Big Tech’s Monopolistic Atrocious Behaviour

Big Tech’s Monopolistic Atrocious Behaviour. By Napoleon Linarthatos.

Example 1:

The Amazon abuse in question was about counterfeit PopSockets products sold on Amazon. The founder of PopSockets, David Barnett, “testified that ‘Amazon was aware that large quantities’ of counterfeit PopSockets products were selling on its platform, but that Amazon allowed the problem to continue until PopSockets agreed to spend nearly two million dollars on Amazon marketing services.” In a free market economy, Amazon would have readily apologized to PopSockets and got on with cracking down on the illegal products. But when 63 percent of the online searches for products start on Amazon, then PopSockets has to give in to what even Tony Soprano would call extortion. Basically, Bezos’s Amazon wanted a piece of the business if PopSockets wanted the problem to go away.

This, by the way, was not an isolated incident. The subcommittee had found that, in general, Amazon used the counterfeit products on its platform as leverage in order to force businesses to sell on its platform. Internally, those businesses were classified as “holdouts.” Even a large corporation like Nike had to cave in.
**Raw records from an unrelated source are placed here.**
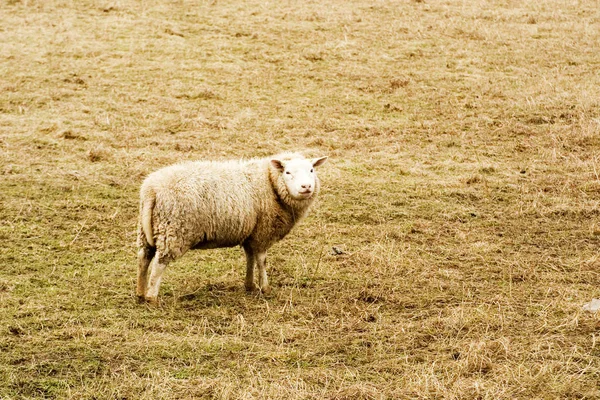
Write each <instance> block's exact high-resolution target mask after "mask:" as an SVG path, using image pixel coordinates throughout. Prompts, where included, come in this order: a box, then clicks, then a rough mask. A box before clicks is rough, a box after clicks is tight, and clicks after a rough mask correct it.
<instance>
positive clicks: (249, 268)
mask: <svg viewBox="0 0 600 400" xmlns="http://www.w3.org/2000/svg"><path fill="white" fill-rule="evenodd" d="M244 252H246V282H245V286H246V290H247V291H248V292H252V291H254V290H256V285H255V284H254V264H256V259H255V258H254V251H253V250H252V248H250V246H249V245H245V246H244Z"/></svg>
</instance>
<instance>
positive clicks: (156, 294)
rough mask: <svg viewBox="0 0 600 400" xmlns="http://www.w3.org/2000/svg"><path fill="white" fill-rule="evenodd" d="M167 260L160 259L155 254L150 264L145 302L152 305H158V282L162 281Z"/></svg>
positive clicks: (158, 289) (158, 255)
mask: <svg viewBox="0 0 600 400" xmlns="http://www.w3.org/2000/svg"><path fill="white" fill-rule="evenodd" d="M168 264H169V262H168V260H166V259H165V258H164V257H160V255H159V254H156V255H155V256H154V258H153V259H152V262H151V263H150V279H149V282H148V290H146V301H147V302H149V303H152V304H158V291H159V289H160V282H161V281H162V274H163V272H165V269H166V268H167V265H168Z"/></svg>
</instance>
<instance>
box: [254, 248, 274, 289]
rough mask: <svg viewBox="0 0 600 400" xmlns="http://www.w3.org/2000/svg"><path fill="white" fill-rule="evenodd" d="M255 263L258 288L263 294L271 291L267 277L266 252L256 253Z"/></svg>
mask: <svg viewBox="0 0 600 400" xmlns="http://www.w3.org/2000/svg"><path fill="white" fill-rule="evenodd" d="M256 263H257V264H258V288H259V289H260V291H261V292H262V293H264V294H269V293H271V287H270V286H269V279H268V278H267V252H266V251H263V252H259V253H257V254H256Z"/></svg>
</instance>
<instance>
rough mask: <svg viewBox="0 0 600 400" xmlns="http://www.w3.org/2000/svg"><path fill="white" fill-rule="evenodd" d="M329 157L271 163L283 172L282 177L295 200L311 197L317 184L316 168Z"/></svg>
mask: <svg viewBox="0 0 600 400" xmlns="http://www.w3.org/2000/svg"><path fill="white" fill-rule="evenodd" d="M325 160H327V157H321V158H313V159H292V160H286V161H280V160H271V164H272V165H273V166H274V167H275V168H277V170H278V171H279V172H280V173H281V179H282V180H283V183H284V184H285V187H286V188H287V191H288V193H289V195H290V196H291V197H292V198H293V199H294V200H305V199H310V198H311V197H312V195H313V194H314V192H315V189H316V186H317V174H316V171H315V168H316V167H318V166H319V165H321V164H323V163H324V162H325Z"/></svg>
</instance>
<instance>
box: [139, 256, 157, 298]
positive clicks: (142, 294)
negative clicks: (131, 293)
mask: <svg viewBox="0 0 600 400" xmlns="http://www.w3.org/2000/svg"><path fill="white" fill-rule="evenodd" d="M155 253H156V250H155V249H153V248H152V247H141V248H140V249H139V250H138V276H137V278H138V279H137V288H136V290H135V294H136V295H137V298H138V301H139V302H143V301H144V300H145V296H146V289H147V288H148V266H149V265H150V262H151V261H152V257H154V254H155Z"/></svg>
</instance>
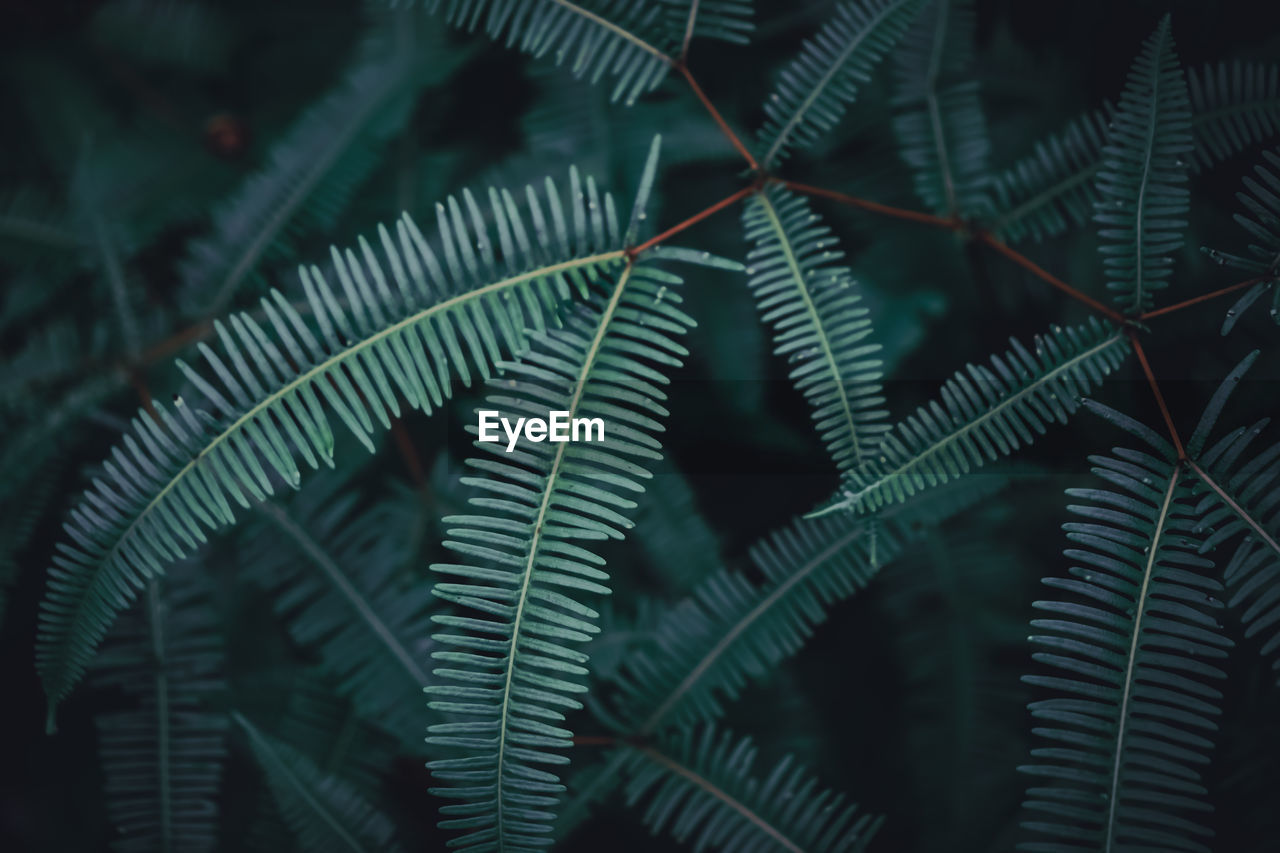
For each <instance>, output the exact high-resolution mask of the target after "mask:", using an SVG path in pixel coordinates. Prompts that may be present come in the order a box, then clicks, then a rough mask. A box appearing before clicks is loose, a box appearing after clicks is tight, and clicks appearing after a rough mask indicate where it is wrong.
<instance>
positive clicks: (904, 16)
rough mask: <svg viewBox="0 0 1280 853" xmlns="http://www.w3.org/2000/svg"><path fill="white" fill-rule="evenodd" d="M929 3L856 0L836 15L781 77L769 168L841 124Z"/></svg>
mask: <svg viewBox="0 0 1280 853" xmlns="http://www.w3.org/2000/svg"><path fill="white" fill-rule="evenodd" d="M923 1H924V0H852V1H850V3H842V4H840V5H837V6H836V9H835V13H833V15H832V17H831V19H828V20H827V22H826V23H824V24H823V26H822V28H820V29H819V31H818V32H817V33H815V35H814V37H813V38H812V40H806V41H805V42H804V46H803V47H801V49H800V55H799V56H796V58H795V59H794V60H791V63H790V64H787V65H786V67H785V68H783V69H782V72H781V74H780V76H778V83H777V87H776V88H774V92H773V95H771V96H769V99H768V100H767V101H765V102H764V114H765V117H767V118H765V123H764V127H762V128H760V131H759V134H758V136H759V145H760V147H762V150H763V151H764V154H763V155H762V156H760V165H762V167H764V168H765V169H768V168H771V167H773V165H777V164H778V163H781V161H782V160H783V159H785V158H786V156H787V155H788V154H790V152H791V151H795V150H797V149H804V147H809V146H810V145H813V143H814V142H815V141H817V140H818V138H820V137H822V134H823V133H826V132H827V131H829V129H831V128H832V127H835V126H836V123H837V122H840V119H841V117H842V115H844V114H845V110H846V109H847V106H849V104H851V102H852V100H854V97H855V95H856V91H858V86H859V85H860V83H864V82H867V81H868V79H869V74H870V70H872V68H874V67H876V65H877V64H878V63H879V60H881V59H883V58H884V54H887V53H888V51H890V50H892V49H893V46H895V45H896V44H897V42H899V40H900V38H901V37H902V35H904V33H905V32H906V29H908V27H910V24H911V20H913V19H914V18H915V14H916V13H918V12H919V9H920V6H922V5H923Z"/></svg>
Wall Street Journal reported that “Nike agreed to start selling some products directly to Amazon in exchange for stricter policing of counterfeits and restrictions on unsanctioned sales, according to a person familiar with the deal.” …

Example 2:

Lina Khan, recently appointed to the Federal Trade Commission, has documented the case of Quidsi, once “one of the world’s fastest growing e-commerce companies.” Quidsi was very successful selling many different products through its subsidiaries, like Diapers.com. Amazon wanted to buy Quidsi back in 2009 but the founders of the company declined. It was then that Amazon used its size, reach, and financial heft to start a price war against Quidsi.

Quidsi executives saw that Amazon’s pricing bots — software “that carefully monitors other companies’ prices and adjusts Amazon’s to match” — were tracking Diapers.com and would immediately slash Amazon’s prices in response to Quidsi’s changes. In September 2010, Amazon rolled out Amazon Mom, a new service that offered a year’s worth of free two-day Prime shipping (which usually cost $79 a year). Customers could also secure an additional 30% discount on diapers by signing up for monthly deliveries as part of a service known as “Subscribe and Save.”

It was not long before Quidsi was sold to Amazon for $545 million.

According to the congressional report, Amazon had identified Quidsi as its “#1 short term competitor” and “was willing to bleed over $200 million in losses in diapers in one month.” Since the acquisition of Quidsi, Amazon has significantly reduced the discounts and the benefits of the Amazon Mom service. …

Example 3:

This month it was the turn of Tile, a company that produces tracking devices, to feel the kill-zone heat from the Big Tech giants. Apple introduced its own tracking device, the AirTag. There was a lot of fanboy-journalism coverage about the new product. On Bloomberg, the CEO of Tile, C.J. Prober, said

If you look at the history between Tile and Apple, we had a very symbiotic relationship. They sold Tile in their stores, we were highlighted at WWDC 2019, and then they launched Find My in 2019, and right when they launched their Find My app, which is effectively a competitor of Tile, they made a number of changes to their OS that made it very difficult for our customers to enable Tile. And then once they got it enabled, they started showing notifications that basically made it seem like Tile was broken.

The Tile devices are not broken. But in the Apple ecosystem the Tile devices need to be broken because that is what Apple decided. …

Give us discounts or else:

Previously, as Amazon was a big client of delivery companies like UPS, it was estimated that it was able to get discounts up to 70 percent “over regular delivery prices. Delivery companies sought to make up for the discounts they gave to Amazon by raising the prices they charged to independent sellers, a phenomenon recently termed the ‘waterbed effect.’” …

Winners take it all:


In the year 2017, Facebook and Google captured “an astounding 99% of revenue growth from digital advertising in the US.” Thus, though astonishing, it is no surprise that, “due to Google and Facebook’s dominance, ‘the average growth rate for every other company in the sector was close to 0’.”

Obviously these are the companies we want in charge of public speech. They are the ones we’ve been waiting for.